IST 387/687 Final Project - Spring 2020
Final Project Submission
Deliverables:
One 10-15 slide presentation that summarizes your analysis. The audience for this
will be the executives level leadership of an Airline company. Please assume these
executives do not know too much about statistics, so you probably should not quote
terms like “R-squared” or “p-value” but rather describe your statistical results in
plain language.
One MS-Word file, containing a detailed report all your work. This report should
include sections for all the phases of data science discussed in this course. A
suggested template of the deliverables will be provided. The audience for this report
is your Data Science professor’s. the audience you lab professor who understands R
code and Data Science. Please make sure to include all assumptions made and any
analysis completed, whether you found it significant or not.
Rules of Engagement: This is an honor system assignment: You may consult with
IST687 professors and Faculty Assistants (FA) , the textbook, and publications on the
Internet at any time. You may not consult, collaborate, or seek assistance from any
other human besides me. Your attribution statement, at the top of your R-code file,
must reflect these constraints. You may not share your results or work in progress
with any other human besides professors and Faculty Assistants (FA). Note that your
data file is unique to you: The results that other students in IST387/687 obtain will be
different from yours. Project updates from you will be due for 687 students, on the
dates provided to ensure you are on track and there are not any outstanding
questions.
Project Goal: The goal of this term project is for you to use all of the skills you have
developed in the IST387/687 labs/homework’s to make sense of a novel dataset, to
perform some essential analyses on the dataset, and to explain/document what you
have done. The dataset contains summaries of air travel within the U.S, one row per
customer, per trip.
Accessing Your Data File: The data will be available to you. The file contains about
32 columns/variables. Each row represents one customer’s airplane trip from an
origin to a destination.
Recommended Project Phases
Data Pre-processing / Data Preparation Phase
• Phase 1: Mitigate Missing Data. There are several columns in the dataset that may contain
missing data. Write code that examines each column to see if it contains missing data. To
mitigate missing data, use mean substitution for numeric variables. Use comments in your
code to document how many missing data values you had to repair.
• Phase 2: Summarize variables. For each numeric variable, create a histogram. Add a
comment that describes the shape of the histogram as symmetric, positively skewed (long
right tail), or negatively skewed (long left tail). For each factor variable (e.g., Gender), use
the table() command to summarize how many observations are in each category.

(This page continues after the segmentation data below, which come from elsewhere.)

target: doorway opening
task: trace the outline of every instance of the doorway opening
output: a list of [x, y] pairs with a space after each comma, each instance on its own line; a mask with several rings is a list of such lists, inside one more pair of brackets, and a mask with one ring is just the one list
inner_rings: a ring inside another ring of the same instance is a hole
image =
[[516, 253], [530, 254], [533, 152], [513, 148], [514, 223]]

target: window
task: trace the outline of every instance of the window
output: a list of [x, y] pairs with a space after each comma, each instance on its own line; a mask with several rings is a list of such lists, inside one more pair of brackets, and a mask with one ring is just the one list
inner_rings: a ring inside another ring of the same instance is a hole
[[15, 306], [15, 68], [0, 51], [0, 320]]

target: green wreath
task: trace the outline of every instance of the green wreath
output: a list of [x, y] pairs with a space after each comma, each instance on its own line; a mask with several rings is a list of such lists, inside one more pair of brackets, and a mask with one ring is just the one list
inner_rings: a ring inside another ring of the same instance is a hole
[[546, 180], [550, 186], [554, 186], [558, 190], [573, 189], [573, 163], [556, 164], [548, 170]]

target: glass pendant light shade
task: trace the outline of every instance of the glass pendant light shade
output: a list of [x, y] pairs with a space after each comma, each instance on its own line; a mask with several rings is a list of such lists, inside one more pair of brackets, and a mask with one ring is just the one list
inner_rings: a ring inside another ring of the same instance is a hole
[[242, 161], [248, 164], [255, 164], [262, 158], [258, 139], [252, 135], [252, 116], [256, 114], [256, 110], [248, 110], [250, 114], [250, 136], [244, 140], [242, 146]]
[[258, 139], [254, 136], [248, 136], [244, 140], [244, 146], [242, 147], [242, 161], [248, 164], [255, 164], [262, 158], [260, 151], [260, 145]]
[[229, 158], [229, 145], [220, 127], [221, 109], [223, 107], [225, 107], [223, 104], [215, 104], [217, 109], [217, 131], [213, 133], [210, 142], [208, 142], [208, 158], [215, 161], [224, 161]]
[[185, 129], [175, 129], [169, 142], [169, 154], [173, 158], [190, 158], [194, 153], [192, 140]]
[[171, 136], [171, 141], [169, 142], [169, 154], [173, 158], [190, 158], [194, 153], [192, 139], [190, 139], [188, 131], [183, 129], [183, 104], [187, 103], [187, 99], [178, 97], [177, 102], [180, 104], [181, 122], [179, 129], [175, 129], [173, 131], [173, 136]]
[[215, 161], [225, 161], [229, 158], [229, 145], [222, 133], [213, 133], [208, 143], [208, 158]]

Exploratory Analysis Phase
• Phase 3: Predictive Modeling . Many columns contain data relating to the characteristics of
each customer’s trip. Using the modeling techniques, we learned in the class (Liner
Modeling, Assoc Rules, SVM), develop 3-5 different predictive models that analyze the
data.
• Phase 4: Map Low Satisfaction Routes. Subset your data to create a smaller data set
containing only the trips where customers reported the lowest levels of satisfaction. The
latitude and longitude of each origin and destination is shown in the data set. Use ggplot to
place route curves onto an outline map of the U.S. states. The geom_curve() geometry
supports this kind of plotting.
Business Recommendations Development Phase
• Phase 5: Make Sense of Low Satisfaction Segments. The client wants to know why
customers become dissatisfied with their air travel. Use insights from Phase 3 and Phase 4
to explain why certain trips have low satisfaction. Conduct any appropriate follow-up
analyses to provide evidence for your ideas. Make sure to document any additional code
with appropriate comments.
• Phase 6: Develop Marketing Plan. Identify three interesting Market Segments. Define the
demographic characteristics associated with each Market Segment. Finally recommend
three ideas you for each segment that you believe would increase the NPS for the segment.
Your presentation should provide the client (presumably the Executive/leaders of the
airline) with an explanation of your results in language that is suitable for an
Executive to understand. Your report should contain the data and visualizations that
support insights and recommendations you are trying to communicate to the client.